見物か、或いは逃さぬ為か衆人環視の中、既に日は傾き、広場には大きな火が焚かれていた。
これはもしやアレか?丸焼きにして食べられるのではないか?
そう思っていた矢先である。
「良く来たな、お客人。手荒な歓迎になって済まない__だが男に対する扱いなぞこんな物で良かろう?」
獰悪な迄の嗜虐心を隠そうともせずに高みより凄惨に笑む一人の女。
頭に被るは怪鳥の頭骨、魔物の骨があしらわれた鎧は必要最低限の部分を覆う物であり、生命溢れる肢体を儘に投げ出している姿には一抹の媚も恥じらいも無く、それ故に艶めかしい。

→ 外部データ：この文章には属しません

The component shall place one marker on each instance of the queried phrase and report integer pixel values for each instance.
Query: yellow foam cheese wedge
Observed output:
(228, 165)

篝火に照らされる黒肌には炎の揺らめきが呪術めいた彫り物に踊っていた。
一目で彼女こそがこの一派の頭目であると判るだけの覇気。
エルフ族特有の年若く小柄に見える姿に不釣り合いな、傍らに置かれた身の丈を超える巨大な
曲鉈が言葉少なにその武威を物語っていた。
「無論、構いはしない。冒険者パーティー鏖金の明星がリーダー、勇者候補、狗山座敷郎。拝謁の栄誉に浴する事、恐悦至極」
「ゲルゾーネスが一派、トリコセンサスは酋長、
ヴァルトメテル。男の癖に能書きが長いな??それとも全部名前か?ん?」
「失礼仕った、長ければ狗山と呼び捨てられよ」
「ああ、そうさせて貰おうグザンよ。クックックッ、それにしてもお主こんな時期に沼辺へ何用か?」
「沼地にて頻発する鉄砲水、加えて周辺地域への魔物の流入を受けて冒険者ギルド…つまりは困り事を引き受ける場所から解決せよとの依頼を受けて馳せ参じた。故あって仲間と逸れまい証文は手元に無い」
「構わん。構わんがグザンよ、沼辺の問題に外野の某かが首を突っ込もうとは気に入らんなぁ」
「貴殿らの土地を荒らすつもりは無い。それに被害規模を考えれば既に貴殿らだけの問題でも無い」
勝手に解決してくれるのであればそちらとしても都合が良い筈。
言外にそう滲ませるグザンに酋長は喉奥でクツクツと嗤う。
「ああ違う、違うのよ、お主が思っている様なそういうソレではない。私はただ_____男如きが私に口答えしたのが許せんのだ」
焚き火の熱すら瞬時に凍り付かせるが如き絶対零度の激情。
グザンを此処まで引き立ててきた番兵二人、それなりの手練れであろう彼女達をして喉奥から溢れる悲鳴を隠しきれない。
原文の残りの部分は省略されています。